Let’s get clear on what debt means exactly...
A debt is using other people’s money to buy or invest. Might seem obvious, but when we can practically wave credit cards in our sleep, it’s even easier to forget to question, who’s money am I actually using right now?
Not all debt is created equal, some can leave you stranded, empty, powerless and stressed while other types can set you up for life. YES! More of the latter please. But how can you tell which is which?
We wanted to get clear on ‘the good, the bad and the ugly types of debt’ before the session. Here’s what she says:
Let’s start with the ugliest of debt...
Ugly debt is consumer credit, including credit cards, store cardsand even hire purchase deals. Consumer debt has the highest interest rate and is very easy to get because banks love you having it. It is used to purchase goods and services that decrease in value, things like clothes, shoes, dinners, wine, massages, pedicures, makeup…
The more debt we have, the more money the bank makes. That’s why they rub their hands together when we agree to automatic credit card upgrades. Be aware, this is all about how you can help them make more money and not about how they are being even kinder allowing you to borrow more.
Money Empowerment Lesson No.1
Let’s get your money working for you, instead of the banks.

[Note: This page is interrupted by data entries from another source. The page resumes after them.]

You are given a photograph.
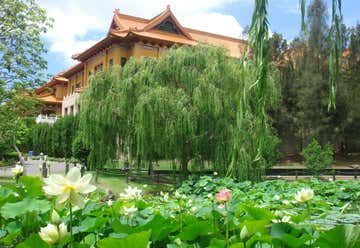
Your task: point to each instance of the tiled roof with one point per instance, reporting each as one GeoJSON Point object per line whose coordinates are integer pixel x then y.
{"type": "Point", "coordinates": [124, 26]}
{"type": "Point", "coordinates": [49, 99]}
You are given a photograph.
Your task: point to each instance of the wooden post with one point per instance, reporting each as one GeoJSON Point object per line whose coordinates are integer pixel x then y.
{"type": "Point", "coordinates": [66, 167]}
{"type": "Point", "coordinates": [97, 175]}
{"type": "Point", "coordinates": [44, 169]}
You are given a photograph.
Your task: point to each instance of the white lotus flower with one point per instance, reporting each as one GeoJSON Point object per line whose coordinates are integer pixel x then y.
{"type": "Point", "coordinates": [55, 218]}
{"type": "Point", "coordinates": [53, 234]}
{"type": "Point", "coordinates": [286, 219]}
{"type": "Point", "coordinates": [244, 233]}
{"type": "Point", "coordinates": [17, 170]}
{"type": "Point", "coordinates": [131, 193]}
{"type": "Point", "coordinates": [129, 211]}
{"type": "Point", "coordinates": [304, 195]}
{"type": "Point", "coordinates": [69, 188]}
{"type": "Point", "coordinates": [177, 194]}
{"type": "Point", "coordinates": [166, 197]}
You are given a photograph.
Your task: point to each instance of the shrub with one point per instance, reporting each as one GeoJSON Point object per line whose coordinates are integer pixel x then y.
{"type": "Point", "coordinates": [79, 151]}
{"type": "Point", "coordinates": [316, 157]}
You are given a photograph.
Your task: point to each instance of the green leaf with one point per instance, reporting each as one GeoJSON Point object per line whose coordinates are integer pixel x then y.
{"type": "Point", "coordinates": [12, 210]}
{"type": "Point", "coordinates": [87, 224]}
{"type": "Point", "coordinates": [136, 240]}
{"type": "Point", "coordinates": [217, 243]}
{"type": "Point", "coordinates": [196, 229]}
{"type": "Point", "coordinates": [33, 241]}
{"type": "Point", "coordinates": [344, 236]}
{"type": "Point", "coordinates": [259, 213]}
{"type": "Point", "coordinates": [33, 185]}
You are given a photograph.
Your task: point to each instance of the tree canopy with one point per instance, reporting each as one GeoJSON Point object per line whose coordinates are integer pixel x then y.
{"type": "Point", "coordinates": [21, 64]}
{"type": "Point", "coordinates": [181, 106]}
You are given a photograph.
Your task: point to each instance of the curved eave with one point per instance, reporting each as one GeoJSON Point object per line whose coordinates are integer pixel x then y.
{"type": "Point", "coordinates": [49, 99]}
{"type": "Point", "coordinates": [102, 44]}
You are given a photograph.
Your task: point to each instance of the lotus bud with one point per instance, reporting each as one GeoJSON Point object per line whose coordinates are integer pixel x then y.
{"type": "Point", "coordinates": [304, 195]}
{"type": "Point", "coordinates": [244, 233]}
{"type": "Point", "coordinates": [55, 218]}
{"type": "Point", "coordinates": [49, 234]}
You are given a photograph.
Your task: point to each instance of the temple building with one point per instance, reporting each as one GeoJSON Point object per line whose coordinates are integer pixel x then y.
{"type": "Point", "coordinates": [128, 36]}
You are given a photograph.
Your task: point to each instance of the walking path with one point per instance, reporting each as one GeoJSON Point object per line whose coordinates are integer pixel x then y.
{"type": "Point", "coordinates": [31, 168]}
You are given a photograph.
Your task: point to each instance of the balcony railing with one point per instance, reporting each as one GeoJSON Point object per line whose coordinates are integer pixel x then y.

If you must keep a credit card, make sure you are going in with your eyes open. If you are able to use a credit card sparingly and pay off the full balance each month then possibly you could keep using your credit card. If not then you (like most of us!) would be better off with only using a debit card instead. Worrying about credit and being anxious about paying off an ever-increasing debt is not what a superwoman is supposed to feel.
So what about Bad Debt?
This may come as a surprise to you but a mortgage on your own home is considered bad debt. Buying a home to live in is a wealth creation strategy, but your mortgage does not help reduce your tax.
Many Australian’s buy “too much home” and can barely afford their mortgage repayments. They struggle from month to month and year to year and never reduce their debt.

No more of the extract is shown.